La radicalidad no consiste en buscar la espectacularidad en decisiones, acciones o gestos; no significa moralismo intransigente, ni intolerancia. Radicalidad significa hondura, consistencia, firmeza, coherencia con nuestro proyecto de vida evangélica. Radicalidad significa evitar el juego a dos bandas, las vidas dobles, la ambigüedad, el querer servir a dos señores. Radicalidad significa no limitar hasta tal punto el Evangelio que quepa en todas partes. La radicalidad de la vida religiosa hay que buscarla en las raíces. Y estas raíces hay que buscarlas en la fe.

 

Para ser místicos y profetas es necesario:

 

Nacer de nuevo a la acción y a la gracia del Espíritu Santo

La recuperación de nuestro sentido de vida, de nuestro modo de ser y proceder radica en renacer a la acción del Espíritu de Jesucristo, nacer de nuevo a su acción y a su gracia, dejarnos llevar por la acción del Espíritu. Las Constituciones tienen mucha claridad en la importancia del Espíritu en la renovación de nuestros ideales y compromisos: “Para que siempre puedan colaborar de modo más pleno en la realización del misterio de la redención de Cristo, invocarán incansablemente al Espíritu Santo, el cual, dueño de los acontecimientos, pone en los labios la palabra oportuna y abre los corazones” (Const. Gen. 10). “Serán dóciles al Espíritu Santo, quien actúa sin cesar en ellos para conformarlos en Cristo, de modo que aprendan a tener los mismos sentimientos de Jesucristo y a compartir su mismo modo de pensar. Él es quien los impulsa interiormente a la acción apostólica por la variedad de los ministerios” (Const. Gen. 25). “El Espíritu Santo es quien vivifica las comunidades y hace diligentes a sus miembros para el servicio de Dios en la Iglesia y en el mundo” (Const. Gen. 73, 1).

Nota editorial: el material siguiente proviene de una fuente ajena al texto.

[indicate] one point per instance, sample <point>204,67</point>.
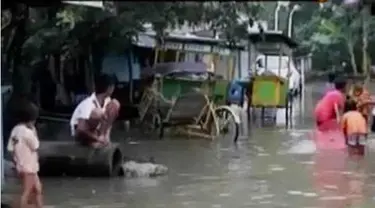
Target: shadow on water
<point>274,167</point>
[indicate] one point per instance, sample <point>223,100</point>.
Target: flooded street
<point>274,167</point>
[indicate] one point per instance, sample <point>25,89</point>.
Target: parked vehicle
<point>272,65</point>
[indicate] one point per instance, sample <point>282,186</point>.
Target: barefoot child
<point>354,126</point>
<point>23,144</point>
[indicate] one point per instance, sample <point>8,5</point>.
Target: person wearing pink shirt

El deseo actual de volver a la inspiración primigenia de la vida consagrada encuentra sus raíces en la acción del Espíritu Santo. Se trata de vivir sólo en espíritu desde el Espíritu, es decir, vivir de acuerdo y en coherencia con el propio espíritu según el Espíritu de Jesucristo, a nivel de convicciones, valores, actitudes. Querer vivir según la lógica del Reino, apostar la propia vida empeñados en actuar según los criterios del Reino: “Según el espíritu les conceda expresarse” (Cf. Hech. 2, 4).

Se trata de vivir según la acción del Espíritu, dejarnos llevar por el Espíritu, en el deseo de hacer la volunta de Dios.

 

Si hoy queremos responder a nuestra vocación, si queremos ser y hacer lo que hemos de ser y actuar al estilo de nuestro fundador, siendo fieles en el seguimiento de Jesucristo, hemos de dejarnos seducir por la acción del Espíritu. Acción que hoy para  ser verdadera alternativa, contracultural y radicalmente evangélica, ha de ser fielmente mística y creativamente profética.

He ahí el renacer a una vida mística y profética, se trata de dejarnos llevar  por el Espíritu. La vida consagrada ha de volver a su inspiración primera, vivir de tal manera que su modo de ser y de proceder sea profundamente místico y profético. Hacer de nuestra vida una profecía, he ahí la mística de un estilo de vida creíble, una experiencia vital hondamente contemplativa y radicalmente significativa.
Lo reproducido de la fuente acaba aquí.